L'auteur rappelle que le Liban n'est pas une République islamique, mais un Etat laïque, au sein duquel cohabitent des citoyens de confessions diverses. Il rappelle que le vin, notamment, fait partie des rituels et des sacrements chrétiens(3). «Le Hezbollah a-t-il donc la prétention de réformer cette religion ?», s'interroge-t-il. «Dans le cas où le Hezbolah voudrait imposer la loi iranienne au Sud-Liban, pourquoi ne demande-t-il pas aux habitants de la région de quitter la nation libanaise, et de se proclamer wilaya de l'Iran ?», suggère Pierre Akl.
 L'interdiction précédant de peu l'annexion, notre confrère ne croyait pas si bien dire : Téhéran a émis la semaine dernière un timbre représentant une carte du Liban, avec les armoiries du Hezbollah, en hommage au mouvement chiite. «C'est un précédent historique, note encore Pierre Akl, pour la première fois un Etat émet un timbre en hommage à un terroriste. Pour la première fois, un Etat édite un timbre qui proclame l'annexion d'un autre Etat distant de 2 000 km sans en référer au peuple de cet Etat. Le Liban serait-il devenu, à notre insu, le 32e Assitan (gouvernorat) de l'Iran?» Le chroniqueur aurait pu aussi ajouter : sans soulever la moindre protestation de ceux qui mènent campagne contre le chiisme, lui attribuant même des faits antérieurs à l'avènement du rite, né de la «Grande Fitna»(4). Mais tant que l'Iran ne touche pas à La Mecque et/ou aux puits de pétrole… 

A. H.


(1) Samedi 12 janvier, les Tunisiens qui «ne sont pas comme nous», ont vu leurs «islamistes modérés», selon Marzouki, incendier le mausolée de Sidi Boussaïd, l'un des grands sanctuaires religieux de Tunisie. Bien entendu, l'Islam wahhabite n'y est pour rien.
(2) En fait, ce ne sont pas quelques cellules chiites activant dans les quartiers populaires qui sont la cause des invectives et des excommunications. Il s'agit simplement d'une campagne fidèlement exécutée par les antennes locales du wahhabisme, la doctrine inculquée à notre jeunesse dès ses premières classes d'école.

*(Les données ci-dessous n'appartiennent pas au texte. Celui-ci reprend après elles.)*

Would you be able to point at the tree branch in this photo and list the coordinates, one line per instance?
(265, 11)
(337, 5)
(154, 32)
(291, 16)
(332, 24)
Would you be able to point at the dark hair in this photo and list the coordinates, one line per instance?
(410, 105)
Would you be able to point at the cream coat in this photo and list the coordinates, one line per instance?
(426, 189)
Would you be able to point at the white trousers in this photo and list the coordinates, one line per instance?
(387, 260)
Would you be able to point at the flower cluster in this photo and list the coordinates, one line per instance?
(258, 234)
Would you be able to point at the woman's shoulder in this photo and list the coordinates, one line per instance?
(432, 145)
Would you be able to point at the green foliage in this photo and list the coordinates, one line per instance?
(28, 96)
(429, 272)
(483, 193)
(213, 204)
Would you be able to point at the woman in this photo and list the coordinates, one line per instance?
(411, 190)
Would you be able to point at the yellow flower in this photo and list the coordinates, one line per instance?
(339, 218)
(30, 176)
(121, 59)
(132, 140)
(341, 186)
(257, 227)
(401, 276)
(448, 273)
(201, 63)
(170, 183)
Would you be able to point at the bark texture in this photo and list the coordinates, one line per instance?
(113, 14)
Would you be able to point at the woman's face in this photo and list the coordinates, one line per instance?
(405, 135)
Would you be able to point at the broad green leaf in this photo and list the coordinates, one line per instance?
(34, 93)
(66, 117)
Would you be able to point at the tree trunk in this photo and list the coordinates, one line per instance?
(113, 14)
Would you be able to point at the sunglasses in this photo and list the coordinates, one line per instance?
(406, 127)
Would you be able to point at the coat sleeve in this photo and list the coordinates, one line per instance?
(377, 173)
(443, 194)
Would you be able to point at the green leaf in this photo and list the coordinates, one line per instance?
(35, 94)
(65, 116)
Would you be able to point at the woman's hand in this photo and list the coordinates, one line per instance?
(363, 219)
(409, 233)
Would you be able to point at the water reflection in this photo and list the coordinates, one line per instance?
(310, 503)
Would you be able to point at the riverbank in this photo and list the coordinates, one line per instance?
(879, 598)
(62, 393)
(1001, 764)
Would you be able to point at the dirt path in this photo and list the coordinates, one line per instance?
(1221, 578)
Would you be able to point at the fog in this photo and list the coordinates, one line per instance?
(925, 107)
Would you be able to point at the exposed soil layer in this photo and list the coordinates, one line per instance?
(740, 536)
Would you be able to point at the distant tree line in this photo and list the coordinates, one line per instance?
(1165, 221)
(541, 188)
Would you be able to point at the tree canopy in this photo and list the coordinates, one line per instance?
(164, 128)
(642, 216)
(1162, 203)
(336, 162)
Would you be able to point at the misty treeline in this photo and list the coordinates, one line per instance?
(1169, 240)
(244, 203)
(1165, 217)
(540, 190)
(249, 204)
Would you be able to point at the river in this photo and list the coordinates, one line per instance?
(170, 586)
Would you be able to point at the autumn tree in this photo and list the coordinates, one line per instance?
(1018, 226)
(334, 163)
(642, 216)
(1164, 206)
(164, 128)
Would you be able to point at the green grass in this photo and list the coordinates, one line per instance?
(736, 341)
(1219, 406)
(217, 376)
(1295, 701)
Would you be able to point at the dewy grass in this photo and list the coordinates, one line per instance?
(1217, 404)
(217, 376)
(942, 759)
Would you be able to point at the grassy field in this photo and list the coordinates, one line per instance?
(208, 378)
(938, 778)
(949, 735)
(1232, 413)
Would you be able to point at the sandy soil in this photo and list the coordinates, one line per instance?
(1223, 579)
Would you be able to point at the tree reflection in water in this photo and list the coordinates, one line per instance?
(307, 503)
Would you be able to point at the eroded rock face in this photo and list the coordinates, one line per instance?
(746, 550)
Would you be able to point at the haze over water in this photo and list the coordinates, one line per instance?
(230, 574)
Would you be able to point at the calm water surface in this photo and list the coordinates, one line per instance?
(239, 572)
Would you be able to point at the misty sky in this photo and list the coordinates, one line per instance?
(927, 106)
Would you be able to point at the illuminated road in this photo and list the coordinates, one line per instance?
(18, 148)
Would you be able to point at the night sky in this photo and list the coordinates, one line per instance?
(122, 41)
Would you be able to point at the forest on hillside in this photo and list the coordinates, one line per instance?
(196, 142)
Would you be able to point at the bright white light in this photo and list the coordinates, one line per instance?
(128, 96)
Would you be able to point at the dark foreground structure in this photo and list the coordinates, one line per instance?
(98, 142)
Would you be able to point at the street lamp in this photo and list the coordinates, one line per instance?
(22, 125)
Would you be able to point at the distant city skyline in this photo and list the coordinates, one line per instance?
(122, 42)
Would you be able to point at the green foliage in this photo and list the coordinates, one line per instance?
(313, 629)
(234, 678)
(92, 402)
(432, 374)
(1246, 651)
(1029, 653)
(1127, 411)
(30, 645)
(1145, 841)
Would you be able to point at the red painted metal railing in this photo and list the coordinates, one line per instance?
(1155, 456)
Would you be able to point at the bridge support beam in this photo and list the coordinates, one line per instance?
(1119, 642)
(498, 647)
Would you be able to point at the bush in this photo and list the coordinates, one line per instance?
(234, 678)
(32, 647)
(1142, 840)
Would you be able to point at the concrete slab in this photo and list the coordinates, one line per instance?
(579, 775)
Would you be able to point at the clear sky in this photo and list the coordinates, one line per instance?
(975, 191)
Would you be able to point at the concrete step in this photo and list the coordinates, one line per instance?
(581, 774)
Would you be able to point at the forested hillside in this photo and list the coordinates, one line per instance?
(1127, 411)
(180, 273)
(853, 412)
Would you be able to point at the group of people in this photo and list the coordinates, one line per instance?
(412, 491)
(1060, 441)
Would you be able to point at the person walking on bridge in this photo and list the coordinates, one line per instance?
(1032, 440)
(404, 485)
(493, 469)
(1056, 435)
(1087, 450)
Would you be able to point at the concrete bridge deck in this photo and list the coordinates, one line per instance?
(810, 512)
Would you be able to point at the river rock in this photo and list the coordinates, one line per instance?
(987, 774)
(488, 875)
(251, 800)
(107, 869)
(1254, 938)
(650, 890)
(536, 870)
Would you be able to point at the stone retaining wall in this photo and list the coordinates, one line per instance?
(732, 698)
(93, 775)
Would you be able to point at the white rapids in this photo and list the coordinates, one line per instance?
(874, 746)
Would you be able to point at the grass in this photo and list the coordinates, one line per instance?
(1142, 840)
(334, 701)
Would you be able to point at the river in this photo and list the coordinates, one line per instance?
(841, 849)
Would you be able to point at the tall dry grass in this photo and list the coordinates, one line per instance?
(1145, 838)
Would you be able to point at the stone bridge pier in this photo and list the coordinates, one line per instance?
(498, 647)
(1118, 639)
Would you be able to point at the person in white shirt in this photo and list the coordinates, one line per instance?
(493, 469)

(3) Il me faut signaler ce fait : samedi dernier, s'est tenu à l'Institut du monde arabe à Paris un colloque sur les chrétiens de la Méditerranée et la citoyenneté. Je m'étais inscrit par email pour «couvrir» cette manifestation, mais j'ai eu la désagréable surprise d'apprendre, la veille, que j'étais sur la «liste d'attente». Mauvaise gestion de la communication, ou attitude sectaire ? Je préfère m'en tenir à la première hypothèse, sachant que les chrétiens des pays arabes ont plus que jamais besoin de soutiens.
(4) Pour ceux qui croient encore aux sornettes en vigueur, je suggère de se replonger dans la lecture de Ibn Qoteiba, Tabari, et surtout un livre plus récent que n'aiment pas les fondamentalistes : Aïcha et la politique de Saïd Al-Afghani. A télécharger si vous ne les trouvez pas, ce qui est presque certain, en librairie.